C'è naturalmente un rovescio della medaglia: dopo la cattura di Karadžic i Balcani si spaccano di nuovo in due. I cittadini di Sarajevo hanno festeggiato sfilando nelle strade con bandiere bosniache e con un corteo di auto in festa. Sarajevo è in festa e saluta la cattura di Karadzic, ma sembra più che altro uno strano rito per esorcizzare il fallimento della Federazione della Bosnia Erzegovina e fare banchetto, come avvoltoi, sui serbi della Republika Srpska. In Repubblica Srpska, invece centinaia di suoi sostenitori hanno manifestato in sua difesa. D'altronde, i suoi sostenitori affermano che egli non ha maggiori colpe rispetto ad altri leader di Paesi in stato di guerra, e poi quella maledetta latitanza ha fatto di lui un eroe popolare in alcuni ambienti nazionalisti serbi. Ambienti nazionalisti che aveva creato lui stesso, con il suo uso spregiudicato della psicologia dei gruppi.

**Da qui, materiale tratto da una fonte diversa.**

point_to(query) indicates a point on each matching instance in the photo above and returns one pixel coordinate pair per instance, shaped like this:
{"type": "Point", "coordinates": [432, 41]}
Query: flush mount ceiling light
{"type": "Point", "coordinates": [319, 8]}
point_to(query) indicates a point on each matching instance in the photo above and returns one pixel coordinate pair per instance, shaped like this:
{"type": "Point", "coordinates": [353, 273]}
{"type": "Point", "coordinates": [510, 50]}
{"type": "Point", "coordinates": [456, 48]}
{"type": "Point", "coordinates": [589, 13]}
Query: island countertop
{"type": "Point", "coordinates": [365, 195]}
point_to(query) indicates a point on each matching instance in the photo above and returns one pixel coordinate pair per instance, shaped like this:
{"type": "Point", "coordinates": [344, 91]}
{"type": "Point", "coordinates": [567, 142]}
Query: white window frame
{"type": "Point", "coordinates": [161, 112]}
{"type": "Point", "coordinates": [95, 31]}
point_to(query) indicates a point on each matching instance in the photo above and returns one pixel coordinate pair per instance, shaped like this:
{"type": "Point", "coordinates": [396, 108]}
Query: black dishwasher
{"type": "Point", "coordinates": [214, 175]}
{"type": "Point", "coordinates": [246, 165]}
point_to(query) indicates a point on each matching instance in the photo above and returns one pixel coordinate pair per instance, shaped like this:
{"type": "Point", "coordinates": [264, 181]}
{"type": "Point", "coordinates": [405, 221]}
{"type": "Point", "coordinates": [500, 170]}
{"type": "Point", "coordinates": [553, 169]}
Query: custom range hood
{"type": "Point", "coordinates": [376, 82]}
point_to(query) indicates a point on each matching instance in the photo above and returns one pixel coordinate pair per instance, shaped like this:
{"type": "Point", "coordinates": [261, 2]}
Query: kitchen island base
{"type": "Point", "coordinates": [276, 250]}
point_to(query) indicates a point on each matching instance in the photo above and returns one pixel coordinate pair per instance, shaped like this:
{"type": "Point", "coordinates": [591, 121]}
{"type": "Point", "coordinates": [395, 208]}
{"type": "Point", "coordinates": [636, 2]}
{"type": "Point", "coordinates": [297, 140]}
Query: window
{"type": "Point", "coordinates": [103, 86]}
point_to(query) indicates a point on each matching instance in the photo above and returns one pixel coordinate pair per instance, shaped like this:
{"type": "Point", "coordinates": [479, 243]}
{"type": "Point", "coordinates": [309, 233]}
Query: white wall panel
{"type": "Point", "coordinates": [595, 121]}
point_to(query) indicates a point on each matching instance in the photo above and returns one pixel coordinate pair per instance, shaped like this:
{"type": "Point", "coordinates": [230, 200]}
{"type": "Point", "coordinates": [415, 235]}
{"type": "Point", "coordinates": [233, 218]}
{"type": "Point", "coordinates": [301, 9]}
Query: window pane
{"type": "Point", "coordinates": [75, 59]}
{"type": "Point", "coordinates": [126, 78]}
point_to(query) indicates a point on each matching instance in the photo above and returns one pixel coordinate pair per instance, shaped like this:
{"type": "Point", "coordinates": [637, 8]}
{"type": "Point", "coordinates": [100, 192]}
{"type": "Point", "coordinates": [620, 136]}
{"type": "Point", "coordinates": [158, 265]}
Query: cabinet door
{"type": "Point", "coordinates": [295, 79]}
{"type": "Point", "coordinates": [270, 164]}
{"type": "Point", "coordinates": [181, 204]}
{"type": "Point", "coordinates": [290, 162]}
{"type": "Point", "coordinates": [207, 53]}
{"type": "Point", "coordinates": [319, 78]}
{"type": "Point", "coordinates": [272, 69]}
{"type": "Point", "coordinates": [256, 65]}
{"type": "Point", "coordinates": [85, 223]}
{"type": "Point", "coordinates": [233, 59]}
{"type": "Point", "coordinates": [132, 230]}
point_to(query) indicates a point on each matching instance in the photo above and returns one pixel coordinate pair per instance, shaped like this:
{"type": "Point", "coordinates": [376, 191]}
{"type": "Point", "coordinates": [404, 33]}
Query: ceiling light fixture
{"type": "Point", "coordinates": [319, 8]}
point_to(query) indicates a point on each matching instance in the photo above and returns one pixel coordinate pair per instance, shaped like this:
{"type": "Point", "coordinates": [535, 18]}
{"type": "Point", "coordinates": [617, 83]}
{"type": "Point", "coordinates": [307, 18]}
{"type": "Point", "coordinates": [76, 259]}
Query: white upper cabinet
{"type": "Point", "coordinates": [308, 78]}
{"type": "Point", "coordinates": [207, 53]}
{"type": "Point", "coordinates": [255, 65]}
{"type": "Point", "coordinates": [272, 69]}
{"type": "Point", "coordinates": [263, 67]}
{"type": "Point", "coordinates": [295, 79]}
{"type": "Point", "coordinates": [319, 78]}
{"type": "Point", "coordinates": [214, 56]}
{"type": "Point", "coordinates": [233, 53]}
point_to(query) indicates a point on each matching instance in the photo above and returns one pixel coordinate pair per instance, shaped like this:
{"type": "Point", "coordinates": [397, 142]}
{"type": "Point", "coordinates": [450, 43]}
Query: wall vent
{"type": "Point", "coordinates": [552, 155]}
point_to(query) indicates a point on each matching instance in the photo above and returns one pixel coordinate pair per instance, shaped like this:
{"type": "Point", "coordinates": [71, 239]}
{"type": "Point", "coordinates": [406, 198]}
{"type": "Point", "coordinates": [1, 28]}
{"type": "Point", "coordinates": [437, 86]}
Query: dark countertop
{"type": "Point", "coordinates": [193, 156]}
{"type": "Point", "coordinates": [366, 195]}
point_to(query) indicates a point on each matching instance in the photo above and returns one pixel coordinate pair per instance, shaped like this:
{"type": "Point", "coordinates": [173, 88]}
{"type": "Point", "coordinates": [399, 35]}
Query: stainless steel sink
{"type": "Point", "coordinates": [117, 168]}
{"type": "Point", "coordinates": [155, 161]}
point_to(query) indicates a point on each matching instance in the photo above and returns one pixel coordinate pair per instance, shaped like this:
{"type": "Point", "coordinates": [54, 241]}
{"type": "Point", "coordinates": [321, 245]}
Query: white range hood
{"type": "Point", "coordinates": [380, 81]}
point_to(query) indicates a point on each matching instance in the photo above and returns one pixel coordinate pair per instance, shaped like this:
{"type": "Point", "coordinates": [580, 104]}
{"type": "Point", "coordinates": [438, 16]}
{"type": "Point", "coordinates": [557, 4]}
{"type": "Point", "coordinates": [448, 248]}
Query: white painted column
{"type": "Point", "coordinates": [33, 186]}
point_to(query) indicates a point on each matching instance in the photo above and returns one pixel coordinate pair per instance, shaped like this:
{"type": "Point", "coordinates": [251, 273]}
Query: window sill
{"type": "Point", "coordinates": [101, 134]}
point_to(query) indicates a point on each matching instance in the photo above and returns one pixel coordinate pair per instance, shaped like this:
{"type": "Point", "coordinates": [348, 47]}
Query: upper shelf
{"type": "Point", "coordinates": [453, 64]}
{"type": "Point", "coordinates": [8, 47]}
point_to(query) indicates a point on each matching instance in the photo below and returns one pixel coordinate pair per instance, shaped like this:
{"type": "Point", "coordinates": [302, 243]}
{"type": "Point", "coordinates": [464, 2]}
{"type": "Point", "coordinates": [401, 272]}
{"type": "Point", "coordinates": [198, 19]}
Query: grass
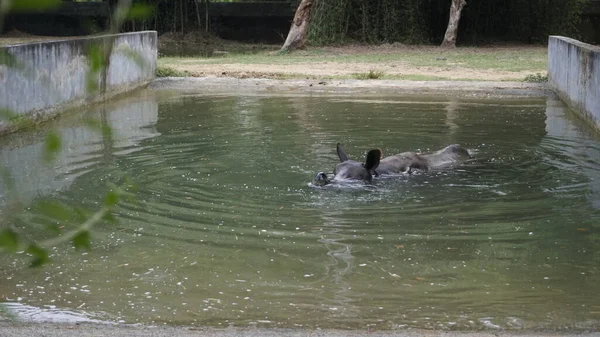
{"type": "Point", "coordinates": [503, 59]}
{"type": "Point", "coordinates": [164, 71]}
{"type": "Point", "coordinates": [371, 75]}
{"type": "Point", "coordinates": [537, 78]}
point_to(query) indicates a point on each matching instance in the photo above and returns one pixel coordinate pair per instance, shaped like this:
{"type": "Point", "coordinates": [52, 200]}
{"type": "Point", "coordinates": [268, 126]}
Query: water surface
{"type": "Point", "coordinates": [227, 230]}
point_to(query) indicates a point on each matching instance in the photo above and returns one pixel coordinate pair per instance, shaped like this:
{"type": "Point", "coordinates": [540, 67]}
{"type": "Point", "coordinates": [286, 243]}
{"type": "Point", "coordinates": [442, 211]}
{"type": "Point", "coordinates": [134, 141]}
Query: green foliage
{"type": "Point", "coordinates": [162, 71]}
{"type": "Point", "coordinates": [16, 6]}
{"type": "Point", "coordinates": [416, 21]}
{"type": "Point", "coordinates": [371, 75]}
{"type": "Point", "coordinates": [537, 78]}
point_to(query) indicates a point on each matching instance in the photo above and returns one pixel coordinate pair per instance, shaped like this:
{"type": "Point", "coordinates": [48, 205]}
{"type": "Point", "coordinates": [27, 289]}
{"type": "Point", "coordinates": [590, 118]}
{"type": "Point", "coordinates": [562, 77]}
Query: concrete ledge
{"type": "Point", "coordinates": [39, 79]}
{"type": "Point", "coordinates": [574, 74]}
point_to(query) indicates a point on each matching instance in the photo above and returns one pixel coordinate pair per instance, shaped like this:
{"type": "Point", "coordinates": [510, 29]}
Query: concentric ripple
{"type": "Point", "coordinates": [225, 229]}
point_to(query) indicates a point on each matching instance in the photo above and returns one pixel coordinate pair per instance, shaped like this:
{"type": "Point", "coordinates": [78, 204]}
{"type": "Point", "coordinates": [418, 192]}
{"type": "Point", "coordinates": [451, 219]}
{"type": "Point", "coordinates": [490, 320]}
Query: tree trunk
{"type": "Point", "coordinates": [299, 29]}
{"type": "Point", "coordinates": [455, 11]}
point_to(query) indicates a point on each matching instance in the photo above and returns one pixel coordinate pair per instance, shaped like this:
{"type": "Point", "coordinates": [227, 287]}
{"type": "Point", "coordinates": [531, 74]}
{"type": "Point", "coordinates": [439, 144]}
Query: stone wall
{"type": "Point", "coordinates": [574, 74]}
{"type": "Point", "coordinates": [38, 79]}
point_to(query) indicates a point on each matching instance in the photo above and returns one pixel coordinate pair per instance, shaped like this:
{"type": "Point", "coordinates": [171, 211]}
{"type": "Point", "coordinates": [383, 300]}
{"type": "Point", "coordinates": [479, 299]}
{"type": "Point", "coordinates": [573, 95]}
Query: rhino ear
{"type": "Point", "coordinates": [343, 156]}
{"type": "Point", "coordinates": [372, 160]}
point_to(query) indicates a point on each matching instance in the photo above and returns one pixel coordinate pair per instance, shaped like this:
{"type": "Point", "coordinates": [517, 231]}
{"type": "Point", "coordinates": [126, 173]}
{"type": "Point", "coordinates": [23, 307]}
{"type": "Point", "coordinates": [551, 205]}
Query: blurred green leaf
{"type": "Point", "coordinates": [10, 60]}
{"type": "Point", "coordinates": [110, 218]}
{"type": "Point", "coordinates": [6, 114]}
{"type": "Point", "coordinates": [33, 5]}
{"type": "Point", "coordinates": [9, 239]}
{"type": "Point", "coordinates": [140, 11]}
{"type": "Point", "coordinates": [7, 179]}
{"type": "Point", "coordinates": [56, 210]}
{"type": "Point", "coordinates": [81, 214]}
{"type": "Point", "coordinates": [51, 146]}
{"type": "Point", "coordinates": [40, 256]}
{"type": "Point", "coordinates": [82, 240]}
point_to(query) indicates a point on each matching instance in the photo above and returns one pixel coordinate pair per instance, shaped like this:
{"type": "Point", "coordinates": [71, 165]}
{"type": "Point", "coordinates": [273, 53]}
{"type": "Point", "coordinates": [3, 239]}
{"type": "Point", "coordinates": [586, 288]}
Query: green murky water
{"type": "Point", "coordinates": [228, 232]}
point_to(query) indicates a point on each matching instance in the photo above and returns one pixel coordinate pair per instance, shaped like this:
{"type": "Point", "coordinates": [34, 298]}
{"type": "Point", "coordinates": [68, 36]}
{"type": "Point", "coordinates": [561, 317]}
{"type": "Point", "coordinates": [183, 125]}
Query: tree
{"type": "Point", "coordinates": [299, 29]}
{"type": "Point", "coordinates": [455, 11]}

Dopo la cattura, l'ex ricercato numero uno assieme a Ratko Mladic, "è stato trasferito davanti al giudice istruttore della corte per i crimini di guerra a Belgrado, in accordo con la legge sulla cooperazione col Tribunale penale internazionale per l'ex Yugoslavia", precisa ancora il comunicato del Presidente serbo. Se Karadžic verrà estradato all'Aja, sarà l'accusato serbo numero 44 che finisce nelle mani della corte internazionale. Tra questi anche l'ex presidente serbo Slobodan Milosevic, che è morto nel 2006 durante il processo per crimini di guerra.

Una volta arrestato, è stato immediatamente interrogato da parte del giudice istruttore. Secondo quanto riferisce l'agenzia Beta News, che cita il giudice Milan Dilparic, "L'interrogatorio è terminato, Dilparic, tuttavia, ha rifiutato di rivelare ulteriori dettagli circa l'interrogatorio, definendolo come confidenziale". Secondo quanto riferito dall'avvocato di Karadžic, Svetozar Vujakic, l'ex leader politico dei serbo-bosniaci "è stato arrestato venerdì su un autobus" a Belgrado e da allora è rimasto "detenuto in una cella". L'avvocato ha poi spiegato che Karadžic, ha descritto la situazione come una "farsa" e che avrebbe anche usufruito del suo "diritto di rimanere in silenzio durante l'interrogatorio".